Where those batteries will come from remains a mystery. Here’s Bloomberg:
Scout Motors Inc., the new US electric vehicle brand backed by Volkswagen AG, is seeking out low-cost battery technology so it can reach mainstream buyers with the sport-utility vehicle it has coming in three years.
With American buyers balking at the high price of electric vehicles, Scout has been scouring battery sources for the most cost-efficient options as it prepares to build 200,000 SUVs and plug-in pickup trucks at a new $2 billion factory it broke ground on Thursday in South Carolina.
“We’re in this startup position and we’re able to pivot,” Scout Chief Executive Officer Scott Keogh said in an interview. “We are looking at battery chemistry and different battery options to decide what to go with and what’s going to give us the best trade off of range and cost.”
The first Scout Motors EVs are expected to roll off the assembly line in late 2026, so as they work on the factory and the cars, they may have time. Two-and-a-half years will be a lifetime in battery development in the U.S., both in terms of sourcing and chemistries.
100%: Which Japanese Automaker Is Best Positioned For An Electric Future?

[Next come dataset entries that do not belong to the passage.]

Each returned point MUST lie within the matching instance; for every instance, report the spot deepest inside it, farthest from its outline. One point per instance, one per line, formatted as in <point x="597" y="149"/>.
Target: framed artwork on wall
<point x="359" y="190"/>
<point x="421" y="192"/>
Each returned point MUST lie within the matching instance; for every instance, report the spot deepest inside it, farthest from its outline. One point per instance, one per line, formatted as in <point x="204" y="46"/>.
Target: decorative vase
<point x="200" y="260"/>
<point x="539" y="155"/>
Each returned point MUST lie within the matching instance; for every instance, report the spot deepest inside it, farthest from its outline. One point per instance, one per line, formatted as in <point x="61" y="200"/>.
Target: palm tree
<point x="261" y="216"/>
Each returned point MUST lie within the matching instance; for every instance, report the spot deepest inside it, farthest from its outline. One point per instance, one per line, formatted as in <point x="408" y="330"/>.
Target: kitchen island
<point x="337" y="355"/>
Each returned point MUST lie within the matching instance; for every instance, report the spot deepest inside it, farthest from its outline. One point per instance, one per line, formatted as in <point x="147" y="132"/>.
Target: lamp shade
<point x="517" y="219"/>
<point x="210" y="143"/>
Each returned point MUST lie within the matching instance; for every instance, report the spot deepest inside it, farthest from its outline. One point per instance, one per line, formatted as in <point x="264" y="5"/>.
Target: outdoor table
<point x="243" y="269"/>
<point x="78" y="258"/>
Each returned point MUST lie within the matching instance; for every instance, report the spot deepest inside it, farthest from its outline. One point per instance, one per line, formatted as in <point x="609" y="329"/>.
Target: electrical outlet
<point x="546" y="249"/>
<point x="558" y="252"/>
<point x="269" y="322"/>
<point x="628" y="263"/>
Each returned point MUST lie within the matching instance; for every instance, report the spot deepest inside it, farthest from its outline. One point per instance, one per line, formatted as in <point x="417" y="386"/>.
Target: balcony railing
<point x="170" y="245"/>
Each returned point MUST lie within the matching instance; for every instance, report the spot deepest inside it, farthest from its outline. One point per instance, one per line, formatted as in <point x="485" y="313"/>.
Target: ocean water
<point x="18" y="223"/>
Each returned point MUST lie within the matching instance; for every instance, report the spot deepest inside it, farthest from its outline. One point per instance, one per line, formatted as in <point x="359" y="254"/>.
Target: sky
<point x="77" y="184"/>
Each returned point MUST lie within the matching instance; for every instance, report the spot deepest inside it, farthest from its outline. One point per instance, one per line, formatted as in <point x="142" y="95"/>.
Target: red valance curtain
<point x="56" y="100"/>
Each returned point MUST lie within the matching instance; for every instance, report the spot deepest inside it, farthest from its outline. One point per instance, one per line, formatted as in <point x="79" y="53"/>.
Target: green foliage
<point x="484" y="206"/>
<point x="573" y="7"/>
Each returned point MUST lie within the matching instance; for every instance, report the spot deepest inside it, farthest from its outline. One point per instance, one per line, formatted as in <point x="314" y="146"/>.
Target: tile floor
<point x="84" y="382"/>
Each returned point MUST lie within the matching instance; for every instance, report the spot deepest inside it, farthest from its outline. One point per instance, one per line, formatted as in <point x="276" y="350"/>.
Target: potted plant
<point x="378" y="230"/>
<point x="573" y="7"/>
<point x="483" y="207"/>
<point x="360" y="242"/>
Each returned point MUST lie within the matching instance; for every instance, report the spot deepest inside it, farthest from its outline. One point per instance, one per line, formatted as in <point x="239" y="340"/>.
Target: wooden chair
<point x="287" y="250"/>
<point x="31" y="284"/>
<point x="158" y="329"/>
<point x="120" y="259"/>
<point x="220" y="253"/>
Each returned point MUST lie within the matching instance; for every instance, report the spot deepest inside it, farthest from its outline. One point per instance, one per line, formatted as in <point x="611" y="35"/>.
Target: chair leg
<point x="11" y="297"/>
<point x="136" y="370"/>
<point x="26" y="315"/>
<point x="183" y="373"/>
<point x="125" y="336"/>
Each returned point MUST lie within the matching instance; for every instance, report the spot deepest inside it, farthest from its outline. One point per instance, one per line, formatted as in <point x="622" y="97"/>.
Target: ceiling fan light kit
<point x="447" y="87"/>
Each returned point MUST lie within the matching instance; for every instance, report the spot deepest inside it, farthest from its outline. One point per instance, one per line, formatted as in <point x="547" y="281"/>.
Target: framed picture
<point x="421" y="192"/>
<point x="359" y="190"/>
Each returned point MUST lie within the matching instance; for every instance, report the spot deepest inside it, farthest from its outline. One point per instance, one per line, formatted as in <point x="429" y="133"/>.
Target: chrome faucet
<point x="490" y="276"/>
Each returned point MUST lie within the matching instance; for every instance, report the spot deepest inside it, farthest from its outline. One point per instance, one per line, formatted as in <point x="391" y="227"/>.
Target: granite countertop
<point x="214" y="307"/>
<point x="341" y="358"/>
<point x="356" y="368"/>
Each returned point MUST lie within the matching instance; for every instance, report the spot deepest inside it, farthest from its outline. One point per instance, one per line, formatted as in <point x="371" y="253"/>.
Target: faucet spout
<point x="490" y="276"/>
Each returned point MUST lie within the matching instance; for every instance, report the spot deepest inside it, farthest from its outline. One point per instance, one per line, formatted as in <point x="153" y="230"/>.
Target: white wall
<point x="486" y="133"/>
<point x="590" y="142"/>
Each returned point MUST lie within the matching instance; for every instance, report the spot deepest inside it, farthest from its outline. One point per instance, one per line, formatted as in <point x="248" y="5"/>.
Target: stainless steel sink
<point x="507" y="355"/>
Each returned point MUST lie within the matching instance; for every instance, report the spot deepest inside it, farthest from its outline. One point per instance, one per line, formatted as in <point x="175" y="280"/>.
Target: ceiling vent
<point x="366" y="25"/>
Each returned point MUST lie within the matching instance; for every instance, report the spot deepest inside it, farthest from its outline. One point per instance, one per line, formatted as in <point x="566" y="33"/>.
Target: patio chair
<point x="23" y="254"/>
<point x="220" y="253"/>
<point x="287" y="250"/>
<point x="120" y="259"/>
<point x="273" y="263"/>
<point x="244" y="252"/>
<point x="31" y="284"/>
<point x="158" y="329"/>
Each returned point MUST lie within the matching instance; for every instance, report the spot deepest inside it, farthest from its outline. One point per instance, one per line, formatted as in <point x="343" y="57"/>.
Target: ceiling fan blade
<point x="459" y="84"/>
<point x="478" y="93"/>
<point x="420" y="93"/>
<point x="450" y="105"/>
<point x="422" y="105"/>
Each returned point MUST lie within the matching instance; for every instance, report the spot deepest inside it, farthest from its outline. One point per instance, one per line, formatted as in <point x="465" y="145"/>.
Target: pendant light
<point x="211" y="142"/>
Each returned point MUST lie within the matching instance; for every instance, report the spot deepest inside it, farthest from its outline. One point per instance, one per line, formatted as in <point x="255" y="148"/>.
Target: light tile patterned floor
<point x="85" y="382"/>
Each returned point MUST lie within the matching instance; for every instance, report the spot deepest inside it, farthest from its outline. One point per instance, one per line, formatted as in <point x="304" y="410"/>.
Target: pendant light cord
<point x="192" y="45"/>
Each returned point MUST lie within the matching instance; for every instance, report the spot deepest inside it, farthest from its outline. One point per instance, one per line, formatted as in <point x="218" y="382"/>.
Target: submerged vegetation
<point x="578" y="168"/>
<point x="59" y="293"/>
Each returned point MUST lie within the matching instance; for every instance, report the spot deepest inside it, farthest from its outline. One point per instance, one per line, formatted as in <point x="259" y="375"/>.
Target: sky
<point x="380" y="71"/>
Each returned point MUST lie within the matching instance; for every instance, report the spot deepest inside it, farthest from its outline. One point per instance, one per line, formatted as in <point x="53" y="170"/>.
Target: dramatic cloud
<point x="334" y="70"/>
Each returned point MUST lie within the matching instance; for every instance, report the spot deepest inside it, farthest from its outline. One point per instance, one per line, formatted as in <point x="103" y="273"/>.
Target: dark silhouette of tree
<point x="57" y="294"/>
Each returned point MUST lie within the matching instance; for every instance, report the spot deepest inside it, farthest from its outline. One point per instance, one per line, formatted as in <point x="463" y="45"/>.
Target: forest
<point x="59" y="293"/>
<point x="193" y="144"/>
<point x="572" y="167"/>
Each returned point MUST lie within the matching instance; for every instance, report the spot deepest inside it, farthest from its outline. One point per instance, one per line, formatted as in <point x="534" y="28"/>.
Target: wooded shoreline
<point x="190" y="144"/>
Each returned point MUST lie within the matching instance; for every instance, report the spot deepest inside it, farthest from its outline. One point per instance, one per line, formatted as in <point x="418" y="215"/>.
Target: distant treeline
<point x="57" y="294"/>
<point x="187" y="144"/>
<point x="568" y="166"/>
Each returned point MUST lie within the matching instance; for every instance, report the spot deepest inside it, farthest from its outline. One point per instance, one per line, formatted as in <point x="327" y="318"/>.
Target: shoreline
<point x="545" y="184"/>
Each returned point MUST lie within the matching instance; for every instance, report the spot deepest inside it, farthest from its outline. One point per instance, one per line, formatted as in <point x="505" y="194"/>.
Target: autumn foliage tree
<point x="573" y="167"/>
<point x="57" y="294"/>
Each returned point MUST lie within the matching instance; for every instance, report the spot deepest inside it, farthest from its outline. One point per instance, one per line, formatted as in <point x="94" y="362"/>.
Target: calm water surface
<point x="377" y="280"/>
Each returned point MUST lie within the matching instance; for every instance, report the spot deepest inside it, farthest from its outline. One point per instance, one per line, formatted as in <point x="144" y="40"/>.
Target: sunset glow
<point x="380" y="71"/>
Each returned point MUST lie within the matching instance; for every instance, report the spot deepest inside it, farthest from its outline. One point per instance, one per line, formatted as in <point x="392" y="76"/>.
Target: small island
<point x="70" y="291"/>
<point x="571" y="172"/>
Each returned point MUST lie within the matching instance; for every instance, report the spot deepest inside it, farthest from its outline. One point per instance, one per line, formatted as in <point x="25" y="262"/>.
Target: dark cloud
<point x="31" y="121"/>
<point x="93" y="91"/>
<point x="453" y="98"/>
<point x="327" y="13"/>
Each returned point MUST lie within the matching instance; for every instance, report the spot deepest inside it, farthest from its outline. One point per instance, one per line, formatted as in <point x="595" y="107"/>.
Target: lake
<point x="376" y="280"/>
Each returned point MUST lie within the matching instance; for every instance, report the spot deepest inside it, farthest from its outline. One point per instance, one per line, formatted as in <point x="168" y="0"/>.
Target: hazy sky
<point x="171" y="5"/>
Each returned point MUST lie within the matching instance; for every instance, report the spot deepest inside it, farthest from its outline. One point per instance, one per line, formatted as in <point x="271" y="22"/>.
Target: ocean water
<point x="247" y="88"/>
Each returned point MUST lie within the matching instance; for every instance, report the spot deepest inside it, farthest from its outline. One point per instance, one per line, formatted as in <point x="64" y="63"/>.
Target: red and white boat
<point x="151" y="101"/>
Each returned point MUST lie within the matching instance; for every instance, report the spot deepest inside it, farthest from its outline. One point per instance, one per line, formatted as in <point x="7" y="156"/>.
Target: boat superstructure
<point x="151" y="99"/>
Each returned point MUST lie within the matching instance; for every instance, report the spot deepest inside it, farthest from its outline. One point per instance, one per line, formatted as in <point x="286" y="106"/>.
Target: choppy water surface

Toyota has been disappointing to a lot of EV fans, but I wouldn’t count out its electric plans—even as I wish it’d do more to make its current lineup a bit more competitive. It also owns or part-owns damn near the entire Japanese auto industry supply chain, so I think it’s positioned to do well in the future if it acts now. Subaru and Mazda will probably get led by whatever direction Toyota takes.
As for Nissan, who the heck knows; it still seems to be steeped in chaos these days. Honda is the wild card here.
Do you have faith in Japan’s automakers, or are you more skeptical of their long-term prospects?